Attorney General and Minister of Legal Affairs, Mr. Mohabir Anil Nandlall, SC, in a release on Sunday, said the Council of Legal Education (CLE) of the West Indies, has considered Guyana’s request for the home-based law school.
Guyana’s case for the establishment of the school was supported by the Hon. Yonette Cummings-Edwards, OR, Chancellor of the Judiciary (ag) who represented the Judicature, and Attorneys-at-Law, Teni Housty and Kamal Ramkarran, both of whom represented the Guyana Bar Association.

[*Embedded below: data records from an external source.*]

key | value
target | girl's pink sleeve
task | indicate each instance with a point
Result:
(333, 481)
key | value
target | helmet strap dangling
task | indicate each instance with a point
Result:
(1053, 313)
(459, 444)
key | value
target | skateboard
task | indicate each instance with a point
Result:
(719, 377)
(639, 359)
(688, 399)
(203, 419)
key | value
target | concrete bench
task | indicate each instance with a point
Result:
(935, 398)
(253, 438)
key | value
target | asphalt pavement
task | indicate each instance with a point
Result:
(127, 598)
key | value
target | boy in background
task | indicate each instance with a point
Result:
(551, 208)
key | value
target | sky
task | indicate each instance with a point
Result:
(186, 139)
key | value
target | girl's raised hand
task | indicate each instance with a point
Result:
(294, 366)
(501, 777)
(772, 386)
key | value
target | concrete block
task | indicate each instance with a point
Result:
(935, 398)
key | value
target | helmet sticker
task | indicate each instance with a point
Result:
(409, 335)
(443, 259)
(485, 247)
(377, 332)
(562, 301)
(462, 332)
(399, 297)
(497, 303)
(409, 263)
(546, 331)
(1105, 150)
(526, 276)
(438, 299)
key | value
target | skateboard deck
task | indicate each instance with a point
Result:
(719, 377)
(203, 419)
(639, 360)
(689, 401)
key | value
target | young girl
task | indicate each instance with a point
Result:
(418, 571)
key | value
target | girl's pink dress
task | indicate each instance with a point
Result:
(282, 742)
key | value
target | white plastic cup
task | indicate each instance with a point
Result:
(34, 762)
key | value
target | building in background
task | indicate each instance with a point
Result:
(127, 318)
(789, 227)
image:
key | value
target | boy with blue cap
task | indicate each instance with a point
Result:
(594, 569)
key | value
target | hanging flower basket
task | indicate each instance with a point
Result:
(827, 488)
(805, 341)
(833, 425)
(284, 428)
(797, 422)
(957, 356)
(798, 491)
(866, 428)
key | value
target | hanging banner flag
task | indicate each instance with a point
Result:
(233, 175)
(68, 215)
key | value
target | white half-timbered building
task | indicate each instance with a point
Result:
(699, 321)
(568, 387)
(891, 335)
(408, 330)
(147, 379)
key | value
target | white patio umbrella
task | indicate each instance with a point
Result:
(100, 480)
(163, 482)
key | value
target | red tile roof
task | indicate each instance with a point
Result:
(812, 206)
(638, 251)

If approved, the school would be the fourth to be operated by the CLE within CARICOM, and could support the other three in attracting students from home, across the region and further afield. The other three are the Hugh Wooding in Trinidad, Norman Manley in Jamaica, and Eugene Dupuch in The Bahamas
The government, in its request to the CLE, wants the school to be a Council’s institution, managed and administered by the CLE, but the Government of Guyana will provide the land and buildings as set out in the decision established by the council.
The CLE was created by a Treaty Agreement signed in 1971 by Barbados, Dominica, Grenada, Guyana, Jamaica, Trinidad and Tobago, the University of the West Indies, and the University of Guyana.